They would have wounded the beast, had not the bristling creature retreated into the dense woods where no horse or spear could penetrate. Telamon did follow, and careless where he was placing his feet, in his enthusiasm, fell flat on the ground, tripping over the root of a tree. While Peleus was lifting him, the girl from Tegea strung a swift arrow, and sent it speeding from the curved bow. The shaft just grazed the top of the boar's back, and fixing itself below one ear, reddened the bristles with a thin stream of blood. Nor did she praise her own successful shot more than Meleager did. He was supposed to have been the first to see the blood, and first, having seen it, to point it out to his friends, saying: "You will be honoured for the value of this service." The warriors flushed with their shame, urged each other on, gaining courage from their clamour, hurling their spears without sense of order.

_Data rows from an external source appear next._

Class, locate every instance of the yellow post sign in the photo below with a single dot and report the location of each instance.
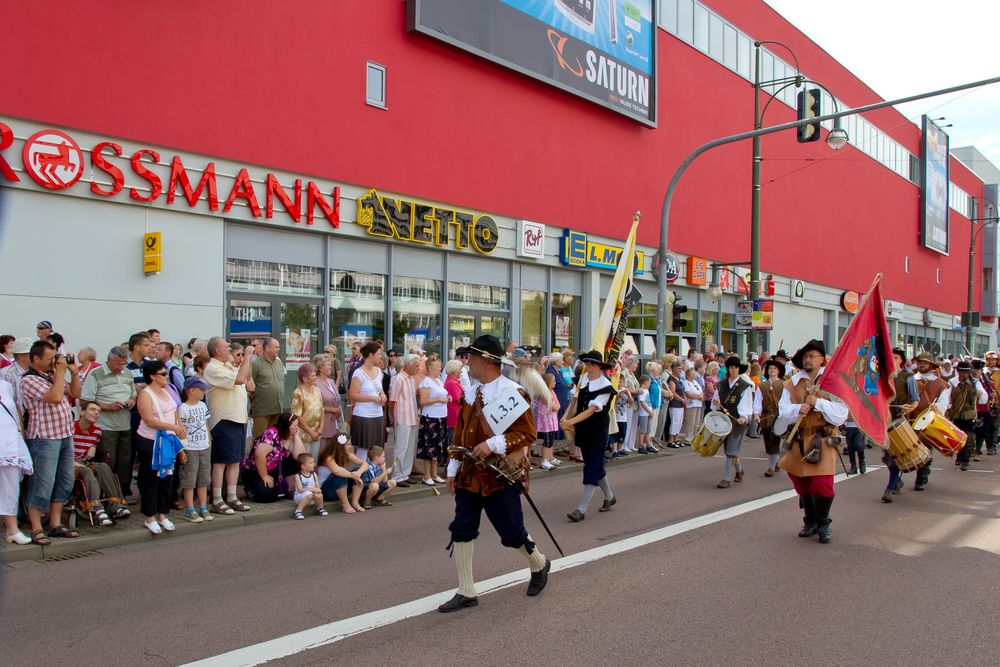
(152, 252)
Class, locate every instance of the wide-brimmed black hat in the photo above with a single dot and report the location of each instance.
(777, 364)
(732, 362)
(595, 357)
(812, 346)
(490, 349)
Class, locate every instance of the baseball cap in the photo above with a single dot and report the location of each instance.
(194, 382)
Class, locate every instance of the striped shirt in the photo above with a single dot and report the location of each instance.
(48, 421)
(84, 441)
(403, 392)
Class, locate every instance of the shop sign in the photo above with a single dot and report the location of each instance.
(797, 290)
(893, 309)
(577, 250)
(55, 161)
(530, 239)
(850, 301)
(406, 220)
(152, 253)
(697, 271)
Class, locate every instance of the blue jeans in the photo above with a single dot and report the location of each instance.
(53, 478)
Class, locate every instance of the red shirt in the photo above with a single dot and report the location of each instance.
(84, 441)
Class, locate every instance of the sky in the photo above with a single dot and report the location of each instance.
(904, 47)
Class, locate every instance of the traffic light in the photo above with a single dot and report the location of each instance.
(809, 107)
(677, 322)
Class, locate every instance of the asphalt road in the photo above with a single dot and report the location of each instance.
(911, 583)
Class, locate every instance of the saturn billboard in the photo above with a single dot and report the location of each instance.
(602, 50)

The jostling spoilt their throw, and prevented the strike they intended. Then Ancaeus of Arcady, with his twin-headed axe, rushing to meet his fate, cried: "O warriors, learn how much better a man's weapons are than a girl's, and leave the work to me! Though Latona's daughter herself protects this creature, in her own way, in spite of Diana, my right arm will destroy it." Swollen with pride, like this, with boastful words, he spoke, and, lifting the double axe in both hands, he stood on tiptoe, poised for the downward blow. The boar anticipated this daring enemy, and struck at the upper groin, the quickest way to kill, with his twin tusks. Ancaeus collapsed, and the slippery mass of his inner organs fell away in a pool of blood: the ground was soaked with the red fluid.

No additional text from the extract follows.